A goécia como tradição viva na forma da magia cipriânica mantém esse relicário soteriológico da deificação da alma e o próprio São Cipriano tornou-se uma alma deificada, um espírito ancestral e patrono espiritual dos feiticeiros. Em A Confissão de São Cipriano o Diabo lhe promete torná-lo um governante após sua morte,[2] quer dizer, uma alma deificada capaz de prestar auxílio a outros seres, estando no comando de uma legião de espíritos.
Cruzeiro das Almas no antigo templo da Cova de Cipriano Feiticeiro em Angra dos Reis, litoral do Rio de Janeiro.

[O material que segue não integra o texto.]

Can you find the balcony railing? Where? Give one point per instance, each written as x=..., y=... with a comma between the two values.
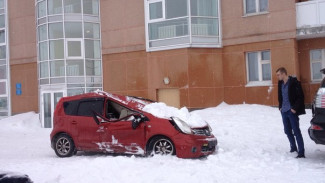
x=310, y=19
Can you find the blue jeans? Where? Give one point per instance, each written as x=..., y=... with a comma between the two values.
x=291, y=128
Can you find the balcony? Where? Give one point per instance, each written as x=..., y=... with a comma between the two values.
x=310, y=19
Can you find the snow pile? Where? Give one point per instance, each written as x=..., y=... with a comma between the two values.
x=161, y=110
x=252, y=149
x=25, y=121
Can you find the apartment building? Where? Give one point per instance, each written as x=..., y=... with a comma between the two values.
x=194, y=53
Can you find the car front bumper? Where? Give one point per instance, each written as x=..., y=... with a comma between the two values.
x=194, y=146
x=318, y=136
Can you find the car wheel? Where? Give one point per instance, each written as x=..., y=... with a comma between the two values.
x=64, y=146
x=161, y=146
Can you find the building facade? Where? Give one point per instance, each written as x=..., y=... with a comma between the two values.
x=194, y=53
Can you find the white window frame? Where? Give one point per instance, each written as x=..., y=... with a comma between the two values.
x=67, y=48
x=260, y=81
x=163, y=11
x=257, y=12
x=322, y=61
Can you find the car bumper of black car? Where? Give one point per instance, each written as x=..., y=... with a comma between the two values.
x=318, y=136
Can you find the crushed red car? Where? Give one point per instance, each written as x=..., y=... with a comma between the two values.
x=104, y=122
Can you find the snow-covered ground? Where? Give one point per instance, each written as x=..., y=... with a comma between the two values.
x=252, y=148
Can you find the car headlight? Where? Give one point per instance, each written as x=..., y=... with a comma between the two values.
x=182, y=125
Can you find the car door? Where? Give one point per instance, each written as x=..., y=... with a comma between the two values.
x=117, y=134
x=87, y=128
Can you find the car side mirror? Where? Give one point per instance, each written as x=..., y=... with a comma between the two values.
x=137, y=119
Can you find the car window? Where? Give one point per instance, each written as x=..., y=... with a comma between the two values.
x=115, y=111
x=70, y=107
x=323, y=83
x=86, y=108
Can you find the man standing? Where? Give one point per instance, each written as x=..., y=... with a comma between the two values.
x=291, y=105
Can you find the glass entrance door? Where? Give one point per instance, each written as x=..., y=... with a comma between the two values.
x=49, y=99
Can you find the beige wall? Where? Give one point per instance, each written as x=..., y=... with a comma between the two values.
x=197, y=73
x=122, y=26
x=279, y=23
x=22, y=31
x=26, y=74
x=283, y=54
x=23, y=55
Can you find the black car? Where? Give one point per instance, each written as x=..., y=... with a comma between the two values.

São Cipriano ou Cipriano Feiticeiro é uma interface direta com o Reino das Almas – ou mundo dos mortos. Por esse motivo na goécia ele é sempre convocado primeiro para atuar como um agente mercurial universal, i.e. um espírito limiar, mensageiro ou intermediário, possibilitando a comunicação entre o feiticeiro e as almas dos mortos; estas, por outro lado, foram associadas a demônios no desenvolvimento da teologia cristã desde o fim da Antiguidade. Daí que seu culto não é só necromântico, mas também nigromântico. Na Quimbanda, a associação entre os Exus e os demônios ou diabos pessoais também é uma herança dessa antiga crença que associa as almas aos demônios. Em um ritual de magia cipriânica conhecido como A Estrela da Kalunga, que tem em sua abertura uma convocação a Lúcifer, Beelzebuth e Ashtarot, seis demônios do Grimorium Verum são alocados como um hexagrama ao redor do Cruzeiro das Almas, na intenção de comandarem as almas ali convocadas.
NOTAS:
[1] São Cipriano. Sobre os Fantasmas em Humberto Maggi. Thesaurus Magicus, Vol. II. Clube de Autores, 2016, pp. 89.
[2] Humberto Maggi. Thesaurus Magicus. Vol. II. Clube de Autores, 2016.